Indéniablement, l’on a pas à faire ici à des révélations de chefs-d’œuvre
absolus oubliés et retrouvés, mais les pièces choisies ne manquent pas de
charme, tantôt dans leur virtuosité, tantôt dans leur simplicité, et
l’interprétation qu’en donnent Hugo Reyne et les musiciens de la Simphonie du
Marais fait revivre un ambiance qui a peut-être été celle des salons de ce début
du XIXème siècle, une ambiance plus souvent galante que romantique. Dire que le
flûtiste se tire sans difficulté aucune des traits les plus virtuoses serait
presque une prétérition ; il faut en revanche signaler que la lecture est
toujours sensible autant que brillante, délicate et jamais quelconque. On
remarquera particulièrement l’espièglerie de l’Andante con variazioni de Heberle
et la douce simplicité de la Romance hongroise de Csermák, l’endiablerie des 12
Valses de Klingenbrunner et l’inspiration coloriste du Quatuor de Scholl et du
2e Concert Polonaise de Krähmer.
Les couleurs sont en effet sans doute ce qui fait la vraie force de cet
enregistrement. Les variations de configurations instrumentales, présentant
tantôt le csákan seul, tantôt accompagné du pianoforte impeccable de Marcia
Hadjimarkos, tantôt d’un trio ou d’un quatuor à cordes dont la texture veloutée
se marie à merveille avec le son sucré du csákan.

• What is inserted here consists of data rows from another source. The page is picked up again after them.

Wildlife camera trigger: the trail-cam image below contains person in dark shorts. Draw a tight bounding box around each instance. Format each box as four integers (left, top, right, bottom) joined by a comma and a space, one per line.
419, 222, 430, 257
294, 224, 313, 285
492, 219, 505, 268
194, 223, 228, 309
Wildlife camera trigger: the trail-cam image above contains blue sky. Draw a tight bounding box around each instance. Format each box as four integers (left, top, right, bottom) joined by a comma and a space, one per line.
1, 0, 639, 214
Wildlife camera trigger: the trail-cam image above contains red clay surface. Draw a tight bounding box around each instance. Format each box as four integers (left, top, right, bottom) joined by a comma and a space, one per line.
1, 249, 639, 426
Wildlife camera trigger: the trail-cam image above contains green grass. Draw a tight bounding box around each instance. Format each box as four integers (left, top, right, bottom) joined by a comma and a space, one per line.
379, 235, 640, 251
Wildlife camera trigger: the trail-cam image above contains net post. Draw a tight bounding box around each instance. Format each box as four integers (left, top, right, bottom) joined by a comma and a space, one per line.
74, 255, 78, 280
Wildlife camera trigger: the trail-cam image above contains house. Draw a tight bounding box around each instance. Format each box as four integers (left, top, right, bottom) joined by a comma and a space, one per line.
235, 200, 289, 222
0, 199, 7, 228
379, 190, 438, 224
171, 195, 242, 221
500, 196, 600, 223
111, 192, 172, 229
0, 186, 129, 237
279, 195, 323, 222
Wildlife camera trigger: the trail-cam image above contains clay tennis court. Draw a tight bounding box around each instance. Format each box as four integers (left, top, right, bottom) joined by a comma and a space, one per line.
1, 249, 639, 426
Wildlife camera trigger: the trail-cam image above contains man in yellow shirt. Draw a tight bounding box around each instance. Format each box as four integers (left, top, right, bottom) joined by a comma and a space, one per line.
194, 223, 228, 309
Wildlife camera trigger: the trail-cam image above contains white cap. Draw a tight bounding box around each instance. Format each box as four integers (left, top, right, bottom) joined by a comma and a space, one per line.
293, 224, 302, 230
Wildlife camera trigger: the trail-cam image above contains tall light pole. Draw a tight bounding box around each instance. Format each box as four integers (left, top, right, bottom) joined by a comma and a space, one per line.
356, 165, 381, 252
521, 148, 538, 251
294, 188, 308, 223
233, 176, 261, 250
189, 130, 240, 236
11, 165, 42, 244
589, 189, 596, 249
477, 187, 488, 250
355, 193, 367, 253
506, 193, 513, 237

Saluons du moins l’effort de recherche et le courage de la recréation de pièces
aussi réussies que le très beau Quatuor de Karl Scholl ou l’élégiaque "Introduzione"
et le "Tempo di polacca" brillant et contrasté du 2e Concert Polonaise d’Ernest
Krähmer ; ces œuvres justifieraient à elles seules l’acquisition d’un disque qui
n’a pas l’amertume du chocolat noir mais la gourmandise raffinée d’un chocolat
au lait couronné d’un dôme de chantilly.